Par jugement réputé contradictoire rendu le 9 mars 2023, le tribunal judiciaire d'Annecy a :
rejeté la demande aux fins de nullité du contrat de vente du navire entre M. [T] [H] et M. [L] [H] et M. [W] [I] et Mme [F] [M],
ordonné la résolution de la vente du navire intervenue entre M. [T] [H] et M. [L] [H], d'une part, et M. [W] [I] et Mme [F] [M], d'autre part,
déclaré M. [W] [I], Mme [F] [M] et Mme [R] [B] épouse [Z] responsables in solidum au titre de la garantie des vices cachés,
condamné in solidum M. [W] [I], Mme [F] [M] et Mme [R] [B] épouse [Z] à la restitution de la somme de 120 000 euros au profit de MM. [L] et [T] [H],
condamné la société SAS JPB (Caribbean Yachts) au paiement de la somme de 5 000 euros au profit de MM. [L] et [T] [H] en réparation de leur préjudice lié à la perte de chance de ne pas conclure la vente,
débouté MM. [L] et [T] [H] du surplus de leur demande au titre de l'indemnisation de leurs préjudices,
débouté MM. [L] et [T] [H] de toutes les demandes aux fins de condamnation de M. [G] [C],
condamné M. [W] [I], Mme [F] [M], Mme [R] [B] épouse [Z] et la société JPB (Caribbean Yachts) aux entiers dépens,
condamné in solidum M. [W] [I], Mme [F] [M], Mme [R] [B] épouse [Z] et la société JPB (Caribbean Yachts) au paiement de la somme de 5 000 euros à MM. [L] et [T] [H], pris indivisément, au titre de l'article 700 du code de procédure civile,
condamné in solidum M. [W] [I], Mme [F] [M], Mme [R] [B] épouse [Z] et la société JPB (Caribbean Yachts), à M. [T] [H] et M. [L] [H] au paiement de la somme de 4 000 euros à M. [G] [C] au titre de l'article 700 du code de procédure civile,
débouté les parties pour le surplus de leurs demandes.

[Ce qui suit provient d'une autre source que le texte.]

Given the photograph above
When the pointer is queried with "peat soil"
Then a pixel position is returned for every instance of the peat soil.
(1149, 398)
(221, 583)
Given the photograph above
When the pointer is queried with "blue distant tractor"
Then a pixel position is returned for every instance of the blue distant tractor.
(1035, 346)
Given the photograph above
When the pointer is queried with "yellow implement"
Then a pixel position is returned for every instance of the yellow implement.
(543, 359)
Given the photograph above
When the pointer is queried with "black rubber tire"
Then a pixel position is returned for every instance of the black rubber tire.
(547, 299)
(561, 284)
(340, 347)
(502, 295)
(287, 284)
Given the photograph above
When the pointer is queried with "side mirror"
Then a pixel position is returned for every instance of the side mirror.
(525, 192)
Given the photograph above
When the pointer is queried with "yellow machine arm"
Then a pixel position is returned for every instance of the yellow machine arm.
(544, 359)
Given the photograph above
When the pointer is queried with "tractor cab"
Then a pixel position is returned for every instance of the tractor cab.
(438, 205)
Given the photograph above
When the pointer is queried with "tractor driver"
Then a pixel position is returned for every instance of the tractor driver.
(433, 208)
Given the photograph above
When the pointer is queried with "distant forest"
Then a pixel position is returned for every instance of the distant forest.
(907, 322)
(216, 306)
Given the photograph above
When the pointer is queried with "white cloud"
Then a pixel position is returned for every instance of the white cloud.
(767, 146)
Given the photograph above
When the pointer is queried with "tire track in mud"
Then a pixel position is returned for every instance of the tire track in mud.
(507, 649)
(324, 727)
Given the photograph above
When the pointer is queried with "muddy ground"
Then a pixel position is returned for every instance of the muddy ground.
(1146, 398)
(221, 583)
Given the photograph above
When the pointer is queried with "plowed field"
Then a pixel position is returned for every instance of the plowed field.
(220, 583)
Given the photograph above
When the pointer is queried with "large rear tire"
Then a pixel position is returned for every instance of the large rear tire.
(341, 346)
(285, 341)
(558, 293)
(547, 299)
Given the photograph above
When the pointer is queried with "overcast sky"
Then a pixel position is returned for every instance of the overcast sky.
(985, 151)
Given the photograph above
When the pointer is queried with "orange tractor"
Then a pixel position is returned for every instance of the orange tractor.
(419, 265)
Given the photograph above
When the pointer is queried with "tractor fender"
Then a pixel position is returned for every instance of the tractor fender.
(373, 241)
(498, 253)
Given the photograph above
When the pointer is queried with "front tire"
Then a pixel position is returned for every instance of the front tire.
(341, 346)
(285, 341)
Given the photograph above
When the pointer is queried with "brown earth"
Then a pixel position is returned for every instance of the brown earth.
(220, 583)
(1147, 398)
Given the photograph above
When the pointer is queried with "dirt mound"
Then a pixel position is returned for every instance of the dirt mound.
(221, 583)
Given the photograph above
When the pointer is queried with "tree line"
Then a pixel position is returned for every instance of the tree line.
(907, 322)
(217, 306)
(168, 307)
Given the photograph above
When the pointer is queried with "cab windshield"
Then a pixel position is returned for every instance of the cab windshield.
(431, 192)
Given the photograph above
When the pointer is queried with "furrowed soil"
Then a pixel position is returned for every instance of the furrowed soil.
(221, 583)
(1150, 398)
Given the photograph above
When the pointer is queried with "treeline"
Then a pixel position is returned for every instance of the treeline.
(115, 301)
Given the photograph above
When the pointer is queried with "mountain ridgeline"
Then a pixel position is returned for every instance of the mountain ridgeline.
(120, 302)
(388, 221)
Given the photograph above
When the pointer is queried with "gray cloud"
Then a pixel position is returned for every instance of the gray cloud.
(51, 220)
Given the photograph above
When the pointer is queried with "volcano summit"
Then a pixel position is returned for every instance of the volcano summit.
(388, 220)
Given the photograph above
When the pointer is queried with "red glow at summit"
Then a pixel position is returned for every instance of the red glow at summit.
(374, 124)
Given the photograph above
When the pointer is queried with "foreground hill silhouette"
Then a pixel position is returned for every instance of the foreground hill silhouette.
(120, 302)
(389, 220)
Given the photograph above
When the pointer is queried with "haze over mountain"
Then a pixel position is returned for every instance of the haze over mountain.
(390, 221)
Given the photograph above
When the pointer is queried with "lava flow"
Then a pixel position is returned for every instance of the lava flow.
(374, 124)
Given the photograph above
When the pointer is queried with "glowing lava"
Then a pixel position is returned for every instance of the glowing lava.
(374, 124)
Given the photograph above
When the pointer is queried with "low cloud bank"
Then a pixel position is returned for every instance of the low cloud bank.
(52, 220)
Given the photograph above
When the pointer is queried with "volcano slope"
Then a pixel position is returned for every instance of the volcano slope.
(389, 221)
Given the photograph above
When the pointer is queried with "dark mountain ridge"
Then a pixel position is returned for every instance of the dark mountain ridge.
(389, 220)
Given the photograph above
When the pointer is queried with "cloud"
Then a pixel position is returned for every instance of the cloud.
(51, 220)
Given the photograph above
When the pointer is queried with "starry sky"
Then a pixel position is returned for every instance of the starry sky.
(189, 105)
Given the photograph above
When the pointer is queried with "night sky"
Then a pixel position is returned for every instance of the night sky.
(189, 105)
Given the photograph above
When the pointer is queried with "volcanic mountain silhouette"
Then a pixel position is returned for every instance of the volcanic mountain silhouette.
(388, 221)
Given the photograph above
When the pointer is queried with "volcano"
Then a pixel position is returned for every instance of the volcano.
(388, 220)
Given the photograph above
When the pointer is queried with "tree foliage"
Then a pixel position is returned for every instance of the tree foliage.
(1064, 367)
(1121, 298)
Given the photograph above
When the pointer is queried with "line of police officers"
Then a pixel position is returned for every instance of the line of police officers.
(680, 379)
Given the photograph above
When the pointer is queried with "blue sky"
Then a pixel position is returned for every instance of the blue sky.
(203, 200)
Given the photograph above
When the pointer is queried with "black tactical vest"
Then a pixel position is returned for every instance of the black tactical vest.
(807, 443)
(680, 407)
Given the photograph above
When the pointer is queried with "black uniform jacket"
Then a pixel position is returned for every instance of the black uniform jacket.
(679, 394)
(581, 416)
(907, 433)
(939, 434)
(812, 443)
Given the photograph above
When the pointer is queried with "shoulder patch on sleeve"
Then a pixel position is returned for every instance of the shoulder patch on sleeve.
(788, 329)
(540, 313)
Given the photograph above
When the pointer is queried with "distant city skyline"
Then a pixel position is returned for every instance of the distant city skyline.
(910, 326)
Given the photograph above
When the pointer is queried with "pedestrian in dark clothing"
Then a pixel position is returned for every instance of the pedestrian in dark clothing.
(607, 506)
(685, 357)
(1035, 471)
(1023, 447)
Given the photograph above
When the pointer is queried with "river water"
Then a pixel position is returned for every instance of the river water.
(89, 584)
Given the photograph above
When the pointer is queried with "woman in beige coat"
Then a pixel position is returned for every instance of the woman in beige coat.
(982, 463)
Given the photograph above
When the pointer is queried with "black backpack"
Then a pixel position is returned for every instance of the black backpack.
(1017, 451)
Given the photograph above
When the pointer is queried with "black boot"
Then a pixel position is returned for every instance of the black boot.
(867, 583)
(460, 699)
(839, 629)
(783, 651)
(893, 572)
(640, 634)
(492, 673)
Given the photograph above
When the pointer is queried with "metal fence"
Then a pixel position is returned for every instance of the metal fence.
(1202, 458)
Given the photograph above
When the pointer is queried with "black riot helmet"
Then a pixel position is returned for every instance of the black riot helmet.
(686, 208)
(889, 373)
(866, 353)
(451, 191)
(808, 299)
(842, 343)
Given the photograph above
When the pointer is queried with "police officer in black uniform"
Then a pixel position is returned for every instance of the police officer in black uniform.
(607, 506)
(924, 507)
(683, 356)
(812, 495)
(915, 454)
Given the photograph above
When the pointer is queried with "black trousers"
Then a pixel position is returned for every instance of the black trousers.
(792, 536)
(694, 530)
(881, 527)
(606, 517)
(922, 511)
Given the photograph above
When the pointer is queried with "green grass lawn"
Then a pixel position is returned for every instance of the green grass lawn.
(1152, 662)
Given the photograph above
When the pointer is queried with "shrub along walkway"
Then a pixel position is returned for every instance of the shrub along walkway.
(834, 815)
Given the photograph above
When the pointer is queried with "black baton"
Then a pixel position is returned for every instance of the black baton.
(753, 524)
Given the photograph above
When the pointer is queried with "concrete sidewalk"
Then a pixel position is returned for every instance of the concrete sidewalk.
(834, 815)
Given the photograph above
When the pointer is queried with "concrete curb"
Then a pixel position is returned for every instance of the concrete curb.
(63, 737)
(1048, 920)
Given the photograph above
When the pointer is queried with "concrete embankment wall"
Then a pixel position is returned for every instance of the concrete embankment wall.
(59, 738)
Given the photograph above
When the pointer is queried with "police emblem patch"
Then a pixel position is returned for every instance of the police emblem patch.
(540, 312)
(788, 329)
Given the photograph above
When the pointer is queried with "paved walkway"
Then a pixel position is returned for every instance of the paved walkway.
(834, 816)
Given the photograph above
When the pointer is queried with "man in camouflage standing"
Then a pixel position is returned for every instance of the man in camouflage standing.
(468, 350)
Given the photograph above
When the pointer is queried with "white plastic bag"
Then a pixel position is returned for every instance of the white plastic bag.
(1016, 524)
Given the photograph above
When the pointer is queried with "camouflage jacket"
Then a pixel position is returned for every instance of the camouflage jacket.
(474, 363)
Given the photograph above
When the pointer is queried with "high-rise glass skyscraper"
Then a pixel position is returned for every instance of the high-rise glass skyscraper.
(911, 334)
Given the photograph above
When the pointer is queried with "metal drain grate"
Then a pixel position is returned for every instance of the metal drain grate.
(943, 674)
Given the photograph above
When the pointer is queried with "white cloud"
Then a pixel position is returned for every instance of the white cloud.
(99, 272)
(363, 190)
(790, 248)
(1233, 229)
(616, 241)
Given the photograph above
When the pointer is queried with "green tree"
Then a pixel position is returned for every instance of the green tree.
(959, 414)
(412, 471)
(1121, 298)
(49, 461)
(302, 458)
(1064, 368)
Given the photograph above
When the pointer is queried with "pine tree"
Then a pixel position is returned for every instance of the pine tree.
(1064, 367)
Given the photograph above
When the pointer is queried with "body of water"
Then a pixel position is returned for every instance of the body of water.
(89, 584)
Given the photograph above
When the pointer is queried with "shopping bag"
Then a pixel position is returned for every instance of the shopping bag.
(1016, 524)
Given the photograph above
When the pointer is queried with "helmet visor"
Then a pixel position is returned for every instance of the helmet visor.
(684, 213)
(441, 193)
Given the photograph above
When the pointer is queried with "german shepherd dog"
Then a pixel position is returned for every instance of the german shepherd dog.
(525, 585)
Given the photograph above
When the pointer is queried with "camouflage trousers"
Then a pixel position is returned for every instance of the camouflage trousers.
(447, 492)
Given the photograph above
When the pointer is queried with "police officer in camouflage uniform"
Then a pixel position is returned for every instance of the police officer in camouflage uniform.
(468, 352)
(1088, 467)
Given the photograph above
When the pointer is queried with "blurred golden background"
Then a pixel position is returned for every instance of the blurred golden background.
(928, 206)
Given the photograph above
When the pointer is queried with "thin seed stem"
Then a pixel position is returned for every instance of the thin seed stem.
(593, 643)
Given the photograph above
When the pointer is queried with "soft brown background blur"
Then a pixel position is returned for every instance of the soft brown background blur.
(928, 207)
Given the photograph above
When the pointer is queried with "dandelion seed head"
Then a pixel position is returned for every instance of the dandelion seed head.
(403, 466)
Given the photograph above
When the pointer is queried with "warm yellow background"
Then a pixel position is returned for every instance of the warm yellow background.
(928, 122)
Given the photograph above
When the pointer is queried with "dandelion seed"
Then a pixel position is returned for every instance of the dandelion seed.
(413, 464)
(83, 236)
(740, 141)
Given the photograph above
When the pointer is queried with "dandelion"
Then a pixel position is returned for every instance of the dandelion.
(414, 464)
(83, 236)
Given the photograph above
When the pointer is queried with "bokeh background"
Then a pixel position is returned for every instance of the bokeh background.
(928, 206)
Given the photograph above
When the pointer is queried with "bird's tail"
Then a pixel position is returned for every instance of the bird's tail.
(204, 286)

Par déclaration du 28 mars 2023, Mme [R] [B] épouse [Z] a interjeté appel de ce jugement, en intimant toutes les autres parties. Cette affaire a été enrôlée sous le n° R.G. 23/00530.
Par déclaration du 14 avril 2023, M. [T] [H] et M. [L] [H] ont interjeté appel de ce jugement en intimant M. [G] [C] seul. Cette affaire a été enrôlée sous le n° R.G. 23/00618.
M. [G] [C] a fait délivrer aux autres parties des assignations en appel provoqué de sorte que le deuxième appel fait désormais intervenir toutes les parties présentes en première instance.
Par ordonnance rendue le 11 janvier 2024, le conseiller de la mise en état a notamment ordonné la jonction des deux appels.
Par conclusions déposées le 13 mars 2024, MM. [L] et [T] [H] ont saisi le conseiller de la mise en état aux fins d'expertise du navire litigieux. Aux termes de leurs conclusions du 15 mai 2024 ils demandent au conseiller de la mise en état de :
Vu les dispositions combinées des articles 563, 789 et 907 du code de procédure civile,
désigner un expert de métropole de son choix avec pour mission :
- d'examiner le navire de marque Fountaine Pajot type Lavezzi 40 millésime 2006 dénommé Ohana,
- entendre tous sachants et se faire délivrer tous documents utiles à sa mission,
- décrire l'état actuel du navire,
- déterminer l'avarie du navire et ses conséquences structurelles,
- déterminer les coûts de la réparation si elle est possible,
- se faire communiquer le livre de bord, le carnet d'entretien et les justificatifs de toutes les opérations de maintenance d'entre et/ou de réparation qui ont été réalisées,
- si des réparations ont été réalisées, dire si elles sont conformes aux règles de l'art,
- dire si ce navire est en état d'effectuer des croisières hauturières conformément à sa classification (A) ou s'il est impropre à sa destination,
- fournir tous élément techniques et de fait de manière à permettre à la cour d'apprécier les responsabilités encourues et les préjudices subis,
réserver les frais irrépétibles et les dépens de l'instance.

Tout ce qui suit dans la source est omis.